Discipline: Biological Sciences
Subcategory: Cell and Molecular Biology
Session: 2
Room: Exhibit Hall
Dianah Anderson - Savannah State University
Co-Author(s): Zarin Bhuiyan, Savannah State University, Savannah, GA; Hua Zhao, University of Minnesota, St. Paul,MN; Takayuki Nitta, Savannah State University, Savannah, GA.
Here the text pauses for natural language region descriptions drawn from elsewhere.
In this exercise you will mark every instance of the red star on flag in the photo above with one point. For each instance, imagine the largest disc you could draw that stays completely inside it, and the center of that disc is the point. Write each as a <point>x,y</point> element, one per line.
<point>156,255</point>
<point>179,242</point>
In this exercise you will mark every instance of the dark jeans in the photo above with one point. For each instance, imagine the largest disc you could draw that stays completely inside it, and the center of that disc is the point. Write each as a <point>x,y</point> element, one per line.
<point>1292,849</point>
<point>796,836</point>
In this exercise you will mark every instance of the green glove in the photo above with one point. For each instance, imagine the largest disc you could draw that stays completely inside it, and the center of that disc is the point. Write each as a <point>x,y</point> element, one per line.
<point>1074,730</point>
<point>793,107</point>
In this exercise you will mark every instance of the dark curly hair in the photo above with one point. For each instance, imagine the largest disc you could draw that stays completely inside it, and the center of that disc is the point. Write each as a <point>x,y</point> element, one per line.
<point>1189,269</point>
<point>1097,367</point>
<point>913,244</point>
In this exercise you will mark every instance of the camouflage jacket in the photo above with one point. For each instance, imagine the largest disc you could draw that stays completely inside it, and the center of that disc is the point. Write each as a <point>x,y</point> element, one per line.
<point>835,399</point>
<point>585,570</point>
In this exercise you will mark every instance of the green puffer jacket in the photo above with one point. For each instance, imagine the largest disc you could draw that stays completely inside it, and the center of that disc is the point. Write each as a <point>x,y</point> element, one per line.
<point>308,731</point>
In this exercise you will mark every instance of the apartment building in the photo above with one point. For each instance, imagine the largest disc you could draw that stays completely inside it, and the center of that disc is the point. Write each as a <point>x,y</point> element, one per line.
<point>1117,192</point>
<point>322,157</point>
Benzalkonium chloride (BKC) induces various biological effects, and showed cytotoxicity on cells such as conjunctival cells, lymphocytes and nasal mucosa, but mechanisms of cell death induced by BKC, and its potential application in cancer and transformed cells remains elusive. We found that cytotoxic effects of BKC varied among the cancer and transformed cells. In particularly, the combination of BKC and an apoptosis inducer cholinium salt of betulinic acid grafted with glycine ([cholinium][BA-Gly]) showed synergistic inhibitory effects on the growth of 293T cells and induced cell death. Treatment of each [cholinium][BA-Gly], etoposide and high dose of BKC activated molecules involved in apoptosis. but, co-treatment of low dose of BKC attenuated apoptosis signals induced by [cholinium][BA-Gly] and etoposide and increased propidium iodide- and trypan blue-stained cells. Etoposide induces apoptosis through DNA-PK, phosphorylation of p53 and transcription of Bax in a mouse fibroblast cell line L929, but co-treatment of wortmannin or cycloheximide did not rescue cell death induced by etoposide in 293T cells. These data suggested that BKC could shift the death signaling pathways from apoptosis to necroptosis through DNA-PK- and p53-independent pathways and demonstrated that potential application of BKC in cancer and toxicological researches. To clarify the pathways affected by BKC, metabolic activities, expression and modification of proteins in apoptosis and necroptosis have been investigated.
Funder Acknowledgement(s): NSFHBCU-UP
Faculty Advisor: Takuyuki Nitta, nittat@savannahstate.edu
Role: cell culture, cytotoxic assay, and western block.